The seemingly unending family drama drove me further away from them, and more into my own work. Unlike other Asian children, I no longer felt an obligation to please my parents by becoming a doctor or lawyer. I can freely pursue my love of art without compromise. I was completely devoted to my education, to my art, and to myself. Despite being a technical "adult" in college, I was traumatized by my dysfunctional family and needed time to heal and find peace. I created more comics and works dealing with family problems, partially to release my own emotions, and partially to help those going through the same pain but couldn't find a way out.

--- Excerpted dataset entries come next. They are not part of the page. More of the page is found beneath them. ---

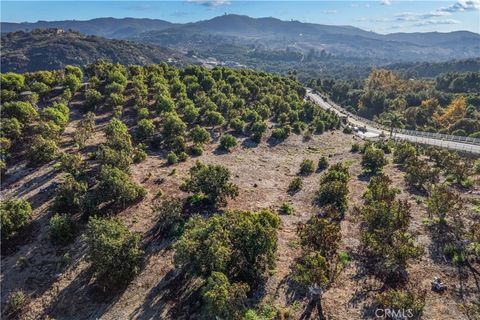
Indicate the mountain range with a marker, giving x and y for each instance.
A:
(244, 39)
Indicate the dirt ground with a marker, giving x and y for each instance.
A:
(59, 281)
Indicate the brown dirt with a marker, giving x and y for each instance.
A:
(62, 287)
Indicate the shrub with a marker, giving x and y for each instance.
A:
(170, 216)
(420, 175)
(196, 150)
(145, 129)
(240, 244)
(322, 163)
(280, 133)
(286, 209)
(227, 142)
(61, 229)
(183, 156)
(404, 152)
(295, 185)
(306, 167)
(222, 298)
(238, 125)
(71, 163)
(16, 301)
(200, 135)
(355, 147)
(14, 215)
(24, 112)
(113, 251)
(211, 181)
(172, 158)
(373, 160)
(69, 195)
(42, 151)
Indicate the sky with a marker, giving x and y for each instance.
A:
(383, 16)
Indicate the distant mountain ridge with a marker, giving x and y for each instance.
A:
(52, 49)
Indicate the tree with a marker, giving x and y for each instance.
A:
(200, 135)
(145, 129)
(61, 228)
(211, 181)
(113, 250)
(25, 112)
(69, 195)
(306, 167)
(227, 141)
(240, 244)
(222, 298)
(14, 215)
(373, 160)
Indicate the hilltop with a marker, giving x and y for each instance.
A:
(52, 49)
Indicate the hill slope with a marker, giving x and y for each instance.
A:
(54, 48)
(275, 34)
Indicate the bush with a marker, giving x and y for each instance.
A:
(172, 158)
(223, 299)
(69, 195)
(14, 215)
(280, 133)
(16, 301)
(355, 147)
(322, 163)
(200, 135)
(227, 142)
(240, 244)
(113, 251)
(295, 185)
(61, 229)
(196, 150)
(373, 160)
(24, 112)
(42, 151)
(286, 209)
(170, 216)
(306, 167)
(210, 181)
(238, 125)
(404, 152)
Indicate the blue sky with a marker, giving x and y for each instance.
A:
(384, 16)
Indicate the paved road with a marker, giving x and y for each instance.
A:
(373, 132)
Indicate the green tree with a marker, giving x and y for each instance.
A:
(211, 181)
(113, 250)
(14, 215)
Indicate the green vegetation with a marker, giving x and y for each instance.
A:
(14, 215)
(113, 251)
(211, 182)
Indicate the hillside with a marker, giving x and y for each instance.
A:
(54, 48)
(275, 34)
(187, 193)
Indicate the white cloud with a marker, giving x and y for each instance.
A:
(462, 5)
(210, 3)
(436, 22)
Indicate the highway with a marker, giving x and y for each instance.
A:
(374, 132)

That same summer in China inspired me to create my first comic series, Knite. While walking under the polluted night sky, I saw a twinkling in the distance that couldn't have been stars. My father told me it was people flying kites at night with strings of lights attached. I thought what if people flew these kites on purpose to put stars back into the polluted skies of China? That became the premise for Knite as I explored the conflicting forces of globalization and environmental protection in the land of my birth. To the Chinese people living in poverty and working in factories toward their dream of a better tomorrow, pollution is the least of their concerns. Corruption runs rampant from corporate to government as environmental safety is pushed under the table, and the innocent citizens caught between the consequences of their greed. Not ironically, my father was once part of such corporation. As an adult, I tried to look back and untangle the conflicting socioeconomic forces that shaped my childhood through Knite.

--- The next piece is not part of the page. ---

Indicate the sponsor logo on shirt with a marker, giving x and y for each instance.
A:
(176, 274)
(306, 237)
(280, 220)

Both 1000 Words and Knite was very well received and before long, I was approached by a publisher to bring my stories into print. That was the beginning of my professional art career. I balanced college and drawing as best as I could, attending convention and giving panel talks on the weekends while spending the rest of my time on reading textbooks and studying for exams. Learning about all the diverse political issues in class helped me incorporate a more well rounded view into my graphic novels.

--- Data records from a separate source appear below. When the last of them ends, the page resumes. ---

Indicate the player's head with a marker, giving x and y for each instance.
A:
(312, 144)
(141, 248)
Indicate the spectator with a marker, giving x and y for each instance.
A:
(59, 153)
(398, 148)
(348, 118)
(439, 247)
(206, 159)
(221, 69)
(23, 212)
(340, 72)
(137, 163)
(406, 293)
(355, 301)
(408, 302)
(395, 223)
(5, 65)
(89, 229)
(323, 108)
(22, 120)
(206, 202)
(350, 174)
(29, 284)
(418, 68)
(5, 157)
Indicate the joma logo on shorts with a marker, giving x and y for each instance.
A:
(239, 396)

In 2010, I became deeply interested in whistleblowers, surveillance, censorship, and hackers who fight for the good of society. It became clear to me that all issues are related. For example, farmers who protested the illegal dumping of chemicals in a small town in China were shut down by the police, and any news about it was censored from TV and the internet through the Great Firewall of China. I realized one can't just talk about environmentalism when censorship and no freedom of speech was preventing people from sharing the truth. Information is power, and that became the basis of my current comic graphic novel called Fisheye Placebo. Under the reign of a Surveillance State, hackers fight for their freedom of speech through a convoluted game of strategies and tactics.
After graduating from Berkeley in 2011, I worked full time as a self employed artist, focusing on my comics and selling prints of my work and my books for a living.